New research offers promising possibilities toward the effort to curb the opioid epidemic in the United States. Cannabidiol (CBD), the non-psychoactive component of cannabis, was shown to block the opioid reward receptors in the brain in a study published in the journal Planta Medica. These receptors typically recognize opioids as “rewarding” compounds, which is what leads many users to become addicted to opioids. Citing the high prevalence of opioid addiction among users (which may be as high as 50%), the authors designed a study that explored how CBD benefits the patient undergoing addiction recovery by disrupting these receptors.

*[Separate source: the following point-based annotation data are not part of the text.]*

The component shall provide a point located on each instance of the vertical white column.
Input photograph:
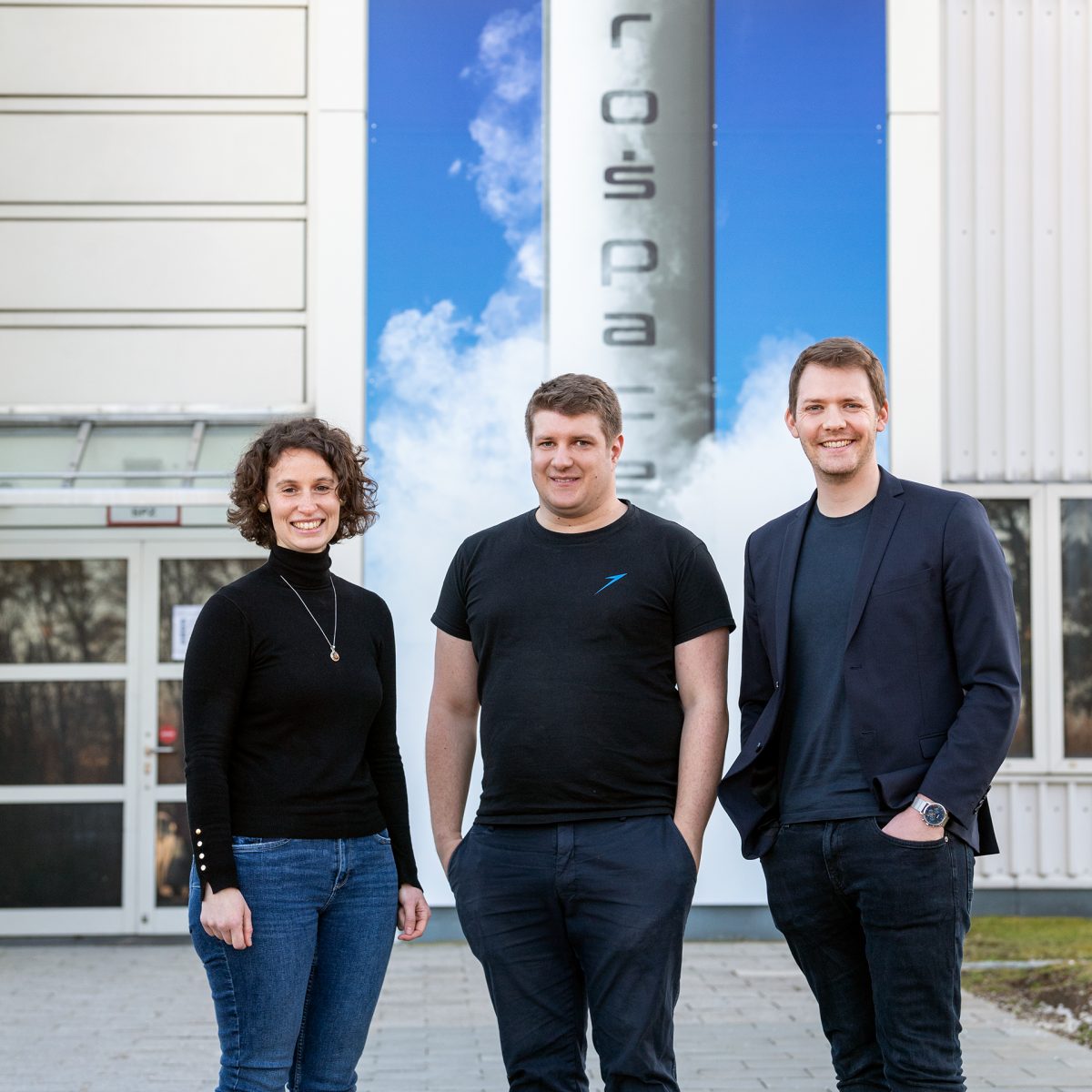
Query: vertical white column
(629, 233)
(337, 195)
(915, 239)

A Closer Look at the Research
The University of Mississippi researchers examined 100 mice. They injected one group of mice with morphine, a potent opioid, to induce strong place preference — an indication that the morphine injections had a rewarding effect upon the mice, causing them to return to a particular “place” associated with the reward. They then injected a control group of mice injections of saline, which did not affect place preference.

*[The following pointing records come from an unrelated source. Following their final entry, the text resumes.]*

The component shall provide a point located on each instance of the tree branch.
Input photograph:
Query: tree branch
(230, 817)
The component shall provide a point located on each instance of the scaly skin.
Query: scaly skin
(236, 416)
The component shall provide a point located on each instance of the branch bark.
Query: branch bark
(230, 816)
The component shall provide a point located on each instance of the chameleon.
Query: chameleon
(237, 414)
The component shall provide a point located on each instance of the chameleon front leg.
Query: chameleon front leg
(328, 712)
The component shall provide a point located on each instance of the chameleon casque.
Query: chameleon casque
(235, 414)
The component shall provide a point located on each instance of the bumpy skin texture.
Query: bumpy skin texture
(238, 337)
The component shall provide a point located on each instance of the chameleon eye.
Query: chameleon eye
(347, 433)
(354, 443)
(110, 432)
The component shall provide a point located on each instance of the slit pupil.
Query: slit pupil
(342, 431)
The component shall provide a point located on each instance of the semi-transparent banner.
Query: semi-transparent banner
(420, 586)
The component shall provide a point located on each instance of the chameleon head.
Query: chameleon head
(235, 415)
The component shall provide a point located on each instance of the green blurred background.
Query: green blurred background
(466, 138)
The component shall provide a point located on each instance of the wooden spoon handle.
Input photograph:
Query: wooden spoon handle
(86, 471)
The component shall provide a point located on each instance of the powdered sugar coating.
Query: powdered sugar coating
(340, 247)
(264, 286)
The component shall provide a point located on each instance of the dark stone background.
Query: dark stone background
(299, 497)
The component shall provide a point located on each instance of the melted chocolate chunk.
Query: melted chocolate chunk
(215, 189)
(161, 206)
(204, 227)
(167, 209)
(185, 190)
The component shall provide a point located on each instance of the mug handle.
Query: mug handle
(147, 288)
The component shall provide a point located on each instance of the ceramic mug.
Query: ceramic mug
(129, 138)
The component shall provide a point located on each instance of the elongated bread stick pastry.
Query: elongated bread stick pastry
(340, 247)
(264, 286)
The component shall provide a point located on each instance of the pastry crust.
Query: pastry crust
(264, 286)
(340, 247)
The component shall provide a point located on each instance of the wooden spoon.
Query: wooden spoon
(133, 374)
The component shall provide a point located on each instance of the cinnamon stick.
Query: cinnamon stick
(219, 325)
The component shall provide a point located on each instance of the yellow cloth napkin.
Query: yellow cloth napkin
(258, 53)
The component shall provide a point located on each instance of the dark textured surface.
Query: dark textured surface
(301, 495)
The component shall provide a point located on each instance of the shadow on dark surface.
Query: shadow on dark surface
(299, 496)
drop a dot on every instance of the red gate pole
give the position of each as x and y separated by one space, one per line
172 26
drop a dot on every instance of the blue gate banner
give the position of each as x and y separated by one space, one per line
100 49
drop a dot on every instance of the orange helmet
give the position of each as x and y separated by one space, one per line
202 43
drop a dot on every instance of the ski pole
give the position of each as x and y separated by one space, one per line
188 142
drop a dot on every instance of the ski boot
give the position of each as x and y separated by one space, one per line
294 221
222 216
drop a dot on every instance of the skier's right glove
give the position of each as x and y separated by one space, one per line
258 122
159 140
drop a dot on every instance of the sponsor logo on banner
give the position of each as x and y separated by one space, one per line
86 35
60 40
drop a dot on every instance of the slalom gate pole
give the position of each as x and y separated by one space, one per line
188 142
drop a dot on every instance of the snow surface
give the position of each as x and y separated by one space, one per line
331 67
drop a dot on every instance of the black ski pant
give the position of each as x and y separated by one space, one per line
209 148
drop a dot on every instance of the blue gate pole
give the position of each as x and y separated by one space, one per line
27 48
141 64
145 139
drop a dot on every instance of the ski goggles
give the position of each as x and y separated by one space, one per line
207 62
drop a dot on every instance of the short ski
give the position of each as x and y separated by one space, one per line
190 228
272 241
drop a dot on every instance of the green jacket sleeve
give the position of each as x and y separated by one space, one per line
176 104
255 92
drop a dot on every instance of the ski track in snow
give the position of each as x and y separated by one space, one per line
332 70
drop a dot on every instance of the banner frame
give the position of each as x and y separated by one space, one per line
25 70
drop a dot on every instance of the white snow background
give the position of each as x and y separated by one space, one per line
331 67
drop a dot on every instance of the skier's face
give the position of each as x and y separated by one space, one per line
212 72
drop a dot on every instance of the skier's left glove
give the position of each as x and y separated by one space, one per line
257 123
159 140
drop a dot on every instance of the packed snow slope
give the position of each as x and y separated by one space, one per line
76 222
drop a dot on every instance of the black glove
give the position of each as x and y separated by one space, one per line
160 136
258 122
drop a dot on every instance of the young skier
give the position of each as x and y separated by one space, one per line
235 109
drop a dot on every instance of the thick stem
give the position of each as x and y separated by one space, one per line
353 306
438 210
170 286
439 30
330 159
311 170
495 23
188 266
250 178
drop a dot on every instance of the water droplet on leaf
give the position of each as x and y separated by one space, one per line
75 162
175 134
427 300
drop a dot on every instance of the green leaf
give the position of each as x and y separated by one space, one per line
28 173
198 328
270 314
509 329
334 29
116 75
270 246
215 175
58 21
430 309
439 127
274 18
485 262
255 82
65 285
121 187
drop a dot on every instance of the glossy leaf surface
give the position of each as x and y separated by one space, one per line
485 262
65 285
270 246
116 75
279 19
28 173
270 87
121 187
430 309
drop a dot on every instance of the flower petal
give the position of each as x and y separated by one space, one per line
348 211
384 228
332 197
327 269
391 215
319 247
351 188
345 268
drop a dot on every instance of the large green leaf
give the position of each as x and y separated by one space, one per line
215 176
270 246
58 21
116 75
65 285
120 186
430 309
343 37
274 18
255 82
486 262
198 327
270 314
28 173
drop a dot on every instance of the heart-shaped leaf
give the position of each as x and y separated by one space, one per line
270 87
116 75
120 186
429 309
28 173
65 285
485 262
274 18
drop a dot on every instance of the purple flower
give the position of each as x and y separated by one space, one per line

After the morphine mice developed strong place preference, they were given morphine in combination with four different doses of CBD. At the proper dosage, CBD completely blocked opioid reward mechanisms, suggesting that CBD can help addiction recovery patients manage or eliminate cravings that lead to relapse. Meanwhile, the control group of mice experienced neither rewarding or aversive effects of the CBD which suggests its safety when utilized in substitution therapies for addiction treatment (such as methadone detox programs). The discover echoed the conclusion from a 2015 study that cannabis can indeed be a useful component of addiction treatment for cocaine and meth, in addition to heroin.
Cannabis in Context
The results from this study complement the findings of a survey that saludmóvil™ covered earlier this year, where “97 percent of the sample ‘strongly agreed/agreed’ that they are able to decrease the amount of opioids they consume when they also use cannabis.” While opioid overdoses currently account for three out of five overdose deaths, the DEA has not reported a single death caused by cannabis overdose.

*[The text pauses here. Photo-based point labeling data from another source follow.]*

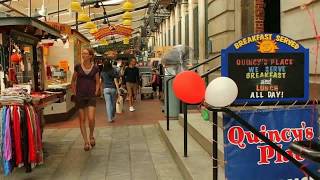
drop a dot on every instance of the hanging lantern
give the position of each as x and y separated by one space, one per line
83 17
127 15
90 25
126 40
75 6
15 57
127 22
104 42
94 30
128 6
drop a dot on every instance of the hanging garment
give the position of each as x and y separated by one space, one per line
24 139
31 143
17 136
2 113
7 150
37 132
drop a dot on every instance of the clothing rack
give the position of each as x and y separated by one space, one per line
21 142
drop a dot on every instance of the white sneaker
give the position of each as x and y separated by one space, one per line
131 109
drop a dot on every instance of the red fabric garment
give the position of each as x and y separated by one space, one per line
17 135
37 134
39 139
12 75
32 149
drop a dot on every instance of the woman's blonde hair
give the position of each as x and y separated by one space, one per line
90 51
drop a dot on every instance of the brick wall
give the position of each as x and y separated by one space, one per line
259 16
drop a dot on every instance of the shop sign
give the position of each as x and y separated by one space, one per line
248 157
63 28
64 64
110 30
267 67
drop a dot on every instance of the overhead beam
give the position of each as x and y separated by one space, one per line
115 14
11 8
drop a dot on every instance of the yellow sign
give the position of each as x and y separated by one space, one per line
267 46
265 42
109 30
63 64
63 28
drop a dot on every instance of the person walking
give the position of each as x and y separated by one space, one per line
85 85
131 76
109 80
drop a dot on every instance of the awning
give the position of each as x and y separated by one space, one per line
28 25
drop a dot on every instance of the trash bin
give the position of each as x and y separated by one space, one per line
174 103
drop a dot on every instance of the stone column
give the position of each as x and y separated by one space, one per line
177 20
183 22
171 28
191 29
202 30
167 32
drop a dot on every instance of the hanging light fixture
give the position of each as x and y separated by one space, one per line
128 6
75 6
94 30
84 17
126 40
127 15
90 25
127 22
104 42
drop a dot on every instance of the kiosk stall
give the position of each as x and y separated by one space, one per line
22 90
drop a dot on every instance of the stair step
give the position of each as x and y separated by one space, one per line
198 164
201 131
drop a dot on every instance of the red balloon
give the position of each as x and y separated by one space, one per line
189 87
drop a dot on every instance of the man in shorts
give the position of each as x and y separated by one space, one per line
131 76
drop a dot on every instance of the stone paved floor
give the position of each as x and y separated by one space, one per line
130 149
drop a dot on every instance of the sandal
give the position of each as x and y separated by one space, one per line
92 141
86 147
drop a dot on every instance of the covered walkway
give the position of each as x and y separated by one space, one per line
129 149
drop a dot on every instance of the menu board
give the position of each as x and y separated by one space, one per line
275 75
267 67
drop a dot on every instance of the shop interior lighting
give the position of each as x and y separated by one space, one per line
112 2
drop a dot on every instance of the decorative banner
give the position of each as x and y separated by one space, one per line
250 158
267 67
63 28
110 30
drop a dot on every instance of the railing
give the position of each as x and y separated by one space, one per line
171 78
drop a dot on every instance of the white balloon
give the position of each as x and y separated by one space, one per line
221 92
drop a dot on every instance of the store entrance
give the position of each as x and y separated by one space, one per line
272 16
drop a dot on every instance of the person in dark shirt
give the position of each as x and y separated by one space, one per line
109 79
131 76
86 86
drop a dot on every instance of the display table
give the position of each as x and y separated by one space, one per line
64 108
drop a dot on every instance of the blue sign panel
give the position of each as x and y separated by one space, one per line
267 67
247 157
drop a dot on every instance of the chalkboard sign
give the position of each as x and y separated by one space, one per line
267 69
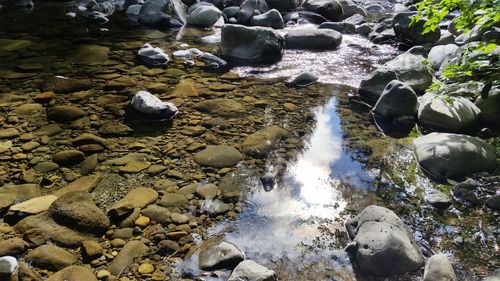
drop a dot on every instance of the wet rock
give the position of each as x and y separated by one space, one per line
65 113
136 198
220 156
312 38
242 44
342 27
73 273
223 255
398 99
272 19
382 245
262 142
221 107
77 210
438 268
413 32
151 106
203 14
250 270
51 257
125 258
163 13
13 247
153 56
330 9
438 199
452 156
458 116
68 158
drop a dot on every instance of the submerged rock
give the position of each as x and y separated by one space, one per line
224 255
382 245
445 156
151 106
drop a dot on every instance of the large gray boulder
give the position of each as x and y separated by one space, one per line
413 32
397 99
330 9
381 243
203 14
438 268
445 156
313 38
241 44
458 115
272 19
163 13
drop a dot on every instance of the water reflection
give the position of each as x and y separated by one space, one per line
287 223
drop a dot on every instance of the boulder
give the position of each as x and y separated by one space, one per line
397 99
77 210
438 268
203 14
163 13
242 44
220 156
223 255
73 273
313 38
272 19
458 115
413 32
250 270
382 245
445 156
330 9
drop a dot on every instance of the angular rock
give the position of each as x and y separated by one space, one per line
313 38
223 255
241 44
445 156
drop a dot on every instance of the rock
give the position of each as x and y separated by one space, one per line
203 14
241 44
137 198
163 13
221 107
220 156
438 268
151 106
438 199
413 32
342 27
457 116
250 270
223 255
77 210
65 113
397 99
304 79
330 9
490 107
452 156
272 19
9 133
73 273
312 38
439 53
124 259
13 247
51 257
68 158
262 142
382 245
152 56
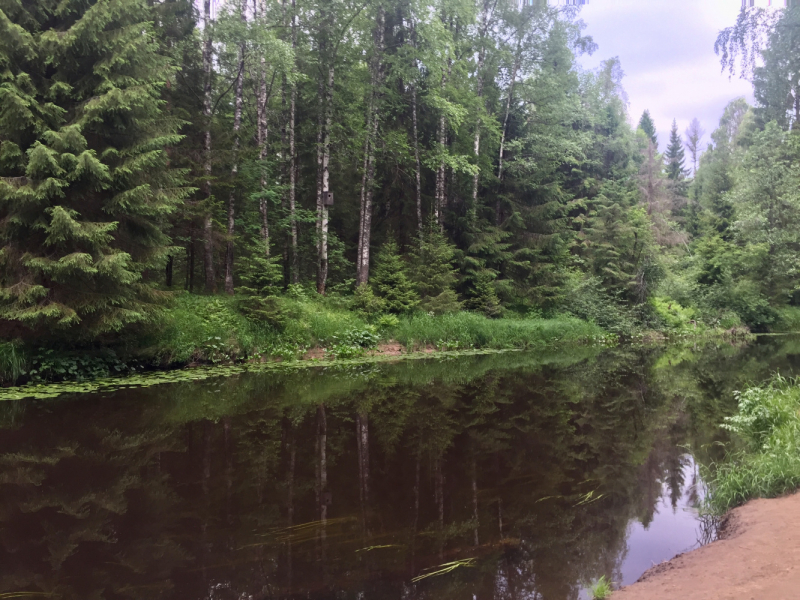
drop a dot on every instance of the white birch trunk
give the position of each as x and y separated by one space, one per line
237 123
367 181
208 249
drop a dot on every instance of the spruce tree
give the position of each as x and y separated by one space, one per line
85 181
391 282
433 272
647 125
675 156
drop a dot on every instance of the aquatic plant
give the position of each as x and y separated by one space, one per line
601 589
767 462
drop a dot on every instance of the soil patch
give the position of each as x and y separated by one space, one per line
756 558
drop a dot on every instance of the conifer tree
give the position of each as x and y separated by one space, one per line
433 272
85 182
391 281
675 156
647 125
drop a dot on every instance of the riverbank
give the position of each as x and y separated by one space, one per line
757 557
198 330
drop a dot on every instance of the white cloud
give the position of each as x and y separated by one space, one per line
666 48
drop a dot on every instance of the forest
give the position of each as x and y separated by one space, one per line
211 181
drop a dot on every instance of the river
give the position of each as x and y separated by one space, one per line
513 475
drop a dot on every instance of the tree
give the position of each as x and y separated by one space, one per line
391 281
675 155
647 125
86 185
433 273
692 136
776 83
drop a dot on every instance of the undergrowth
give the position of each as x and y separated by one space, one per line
767 462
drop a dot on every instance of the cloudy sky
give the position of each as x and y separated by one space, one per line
666 48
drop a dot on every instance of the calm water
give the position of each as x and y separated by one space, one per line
518 475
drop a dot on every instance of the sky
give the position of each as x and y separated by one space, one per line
666 48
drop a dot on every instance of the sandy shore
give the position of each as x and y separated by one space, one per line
757 558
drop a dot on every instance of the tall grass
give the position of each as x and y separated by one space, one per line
13 362
768 464
470 330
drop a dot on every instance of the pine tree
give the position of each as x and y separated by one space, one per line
433 272
675 156
391 281
647 125
85 182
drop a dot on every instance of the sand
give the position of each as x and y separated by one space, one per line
756 558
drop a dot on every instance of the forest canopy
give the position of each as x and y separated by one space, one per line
406 157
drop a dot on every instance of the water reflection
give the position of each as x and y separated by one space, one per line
509 476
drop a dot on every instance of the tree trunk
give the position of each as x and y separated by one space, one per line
237 123
475 502
418 171
367 181
322 268
263 146
417 167
441 138
208 49
190 262
295 273
168 271
508 110
479 76
498 211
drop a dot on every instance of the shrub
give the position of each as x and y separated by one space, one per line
366 302
768 424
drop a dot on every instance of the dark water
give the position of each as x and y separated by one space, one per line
518 475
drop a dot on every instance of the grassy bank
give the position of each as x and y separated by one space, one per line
766 460
204 330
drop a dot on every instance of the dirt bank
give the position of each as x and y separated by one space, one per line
758 558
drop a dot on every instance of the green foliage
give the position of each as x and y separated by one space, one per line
51 365
470 330
391 281
366 302
675 317
433 273
675 156
85 180
768 423
601 589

The authors of the University of Mississippi study expressed the possibility that a cannabis-opioid blend can offer effective pain-killing benefits to patients while tempering the opioid’s addictive qualities; while opioids provide effective relief from acute and chronic pain, cannabis also has analgesic qualities that may complement or even replace opioids. A survey cited by saludmóvil™ this summer reported that over a third of medical marijuana users had replaced their prescription painkillers with cannabis to treat their symptoms of pain effectively.
Despite the growing body of evidence supporting not only the health benefits of cannabis but also its potential to address the opioid addiction epidemic, its classification as a Federal Schedule 1 drug makes it difficult for researchers to conduct game-changing medical studies. Current U.S. Attorney General, Jeff Sessions, went so far as to mischaracterize cannabis as “only slightly less awful” than heroin.